Think slimy greasy poles one holds onto when the carriage swings from side to side. Think the dead hair and dead skin that gets caught in the coarse brushes on the sides of the escalators. Think the dust on the trillions of oyster cards that shared the same touch pad as yours. Think the pores belonging to 10 million people released into your breath through the air-con. Think the dried urine and the vomit that coat those red and blue seats. Just think...

29/3 3am

I laid in my cold bed with my head feeling like its in a microwave and every crease in my body was filled with sweat. I fumble around inside the duvet disturbed by tumultuous thoughts.
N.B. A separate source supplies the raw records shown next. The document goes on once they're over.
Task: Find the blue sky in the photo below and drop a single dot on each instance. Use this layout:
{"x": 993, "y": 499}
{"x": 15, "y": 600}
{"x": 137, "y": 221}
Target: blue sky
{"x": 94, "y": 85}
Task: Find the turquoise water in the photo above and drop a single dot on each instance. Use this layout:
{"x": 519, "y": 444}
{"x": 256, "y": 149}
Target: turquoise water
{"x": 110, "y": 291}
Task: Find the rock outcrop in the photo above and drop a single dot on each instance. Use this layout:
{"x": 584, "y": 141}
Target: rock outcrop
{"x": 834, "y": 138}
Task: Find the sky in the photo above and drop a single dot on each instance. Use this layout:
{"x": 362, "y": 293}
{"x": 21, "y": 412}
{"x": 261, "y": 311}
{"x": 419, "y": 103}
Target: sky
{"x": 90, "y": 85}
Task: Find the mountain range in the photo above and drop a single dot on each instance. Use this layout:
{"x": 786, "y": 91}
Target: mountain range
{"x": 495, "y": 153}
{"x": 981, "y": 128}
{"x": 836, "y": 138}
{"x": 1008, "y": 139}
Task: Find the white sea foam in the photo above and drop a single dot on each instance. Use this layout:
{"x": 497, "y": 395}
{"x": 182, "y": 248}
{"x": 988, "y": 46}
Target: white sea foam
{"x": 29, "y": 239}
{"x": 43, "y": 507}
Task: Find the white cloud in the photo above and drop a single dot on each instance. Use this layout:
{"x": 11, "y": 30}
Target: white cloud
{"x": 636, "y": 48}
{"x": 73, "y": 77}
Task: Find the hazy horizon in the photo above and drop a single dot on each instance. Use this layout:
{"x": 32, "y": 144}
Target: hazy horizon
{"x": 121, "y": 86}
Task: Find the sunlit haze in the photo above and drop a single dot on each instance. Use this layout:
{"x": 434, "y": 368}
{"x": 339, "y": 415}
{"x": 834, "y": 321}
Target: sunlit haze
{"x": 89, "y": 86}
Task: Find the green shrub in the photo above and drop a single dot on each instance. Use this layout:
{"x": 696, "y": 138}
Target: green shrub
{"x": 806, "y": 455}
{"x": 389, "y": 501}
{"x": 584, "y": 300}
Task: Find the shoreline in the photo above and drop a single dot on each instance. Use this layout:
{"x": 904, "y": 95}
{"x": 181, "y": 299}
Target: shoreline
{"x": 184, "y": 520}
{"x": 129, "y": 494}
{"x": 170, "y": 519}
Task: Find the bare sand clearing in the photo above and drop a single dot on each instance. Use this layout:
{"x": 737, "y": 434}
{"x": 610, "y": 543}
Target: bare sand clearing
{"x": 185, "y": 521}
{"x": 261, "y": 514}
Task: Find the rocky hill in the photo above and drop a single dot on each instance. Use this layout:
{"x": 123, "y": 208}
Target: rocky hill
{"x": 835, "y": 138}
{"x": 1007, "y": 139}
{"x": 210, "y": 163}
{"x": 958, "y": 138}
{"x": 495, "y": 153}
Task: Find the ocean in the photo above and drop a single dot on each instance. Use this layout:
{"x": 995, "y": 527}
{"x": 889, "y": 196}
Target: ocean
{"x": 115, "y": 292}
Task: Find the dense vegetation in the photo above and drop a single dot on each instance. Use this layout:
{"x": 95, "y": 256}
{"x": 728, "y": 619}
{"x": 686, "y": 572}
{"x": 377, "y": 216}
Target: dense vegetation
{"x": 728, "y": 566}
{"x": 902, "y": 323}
In my feverish dreams I hallucinated. I sat high on a branch of a leafless tree. I was dressed like the dark angel in a tattery grey coat. I was so skinny and sallow that my eyes were sunk in and my ribs were protruding as if I was a decomposing dead animal. I sat in a feotal position holding my knees, perched high up, looking at the black crows flying and crying beneath, across a grey city that is smoldering in smoke, decaying ever so slightly more every minute, scum water running down the pavement and into the drains, bricks falling from beaten walls, unwanted stained newspaper blowing in the air. In the distance factories were still pumping, I could hear the bolts and joints of the machines chugging away, yellow and orange lights flashing through the windows, chugging away as the city continue to decay, and crumble all around me.

29/3 8am

She who stockpiles pseudoephredrine is a smart traveler. She who hasn’t stockpiled enough is not a smart enough one.

29/3 6pm

I was just missing my mum, and how she used to give me salt water to gargle and let me take the day off school, and bring me cut oranges and give me cold towels and sit me up to give me syrup - when Wendy, Emma and Deno showed up with juice and soup and lemsip. I spell the world Love. And spell it again.

30/3

I spent my birthday in bed. It was meant to be the best and most kick arse party I was going to have, this post could have been plastered with beautiful smiling pictures of beautiful people in beautful dresses and day suits and eating beautiful food and sipping beautiful cocktails, but instead I had to call my friends and tell them not to come. Soooo pissed off.

1/4 11am

I’m back at work and I literally look like one of the Olson twins during their hobo stage covered in a raggity oversized coat and two and a half scarves with my head down and baggy eyes. Ewwhhhh. The FB shall not be beaten.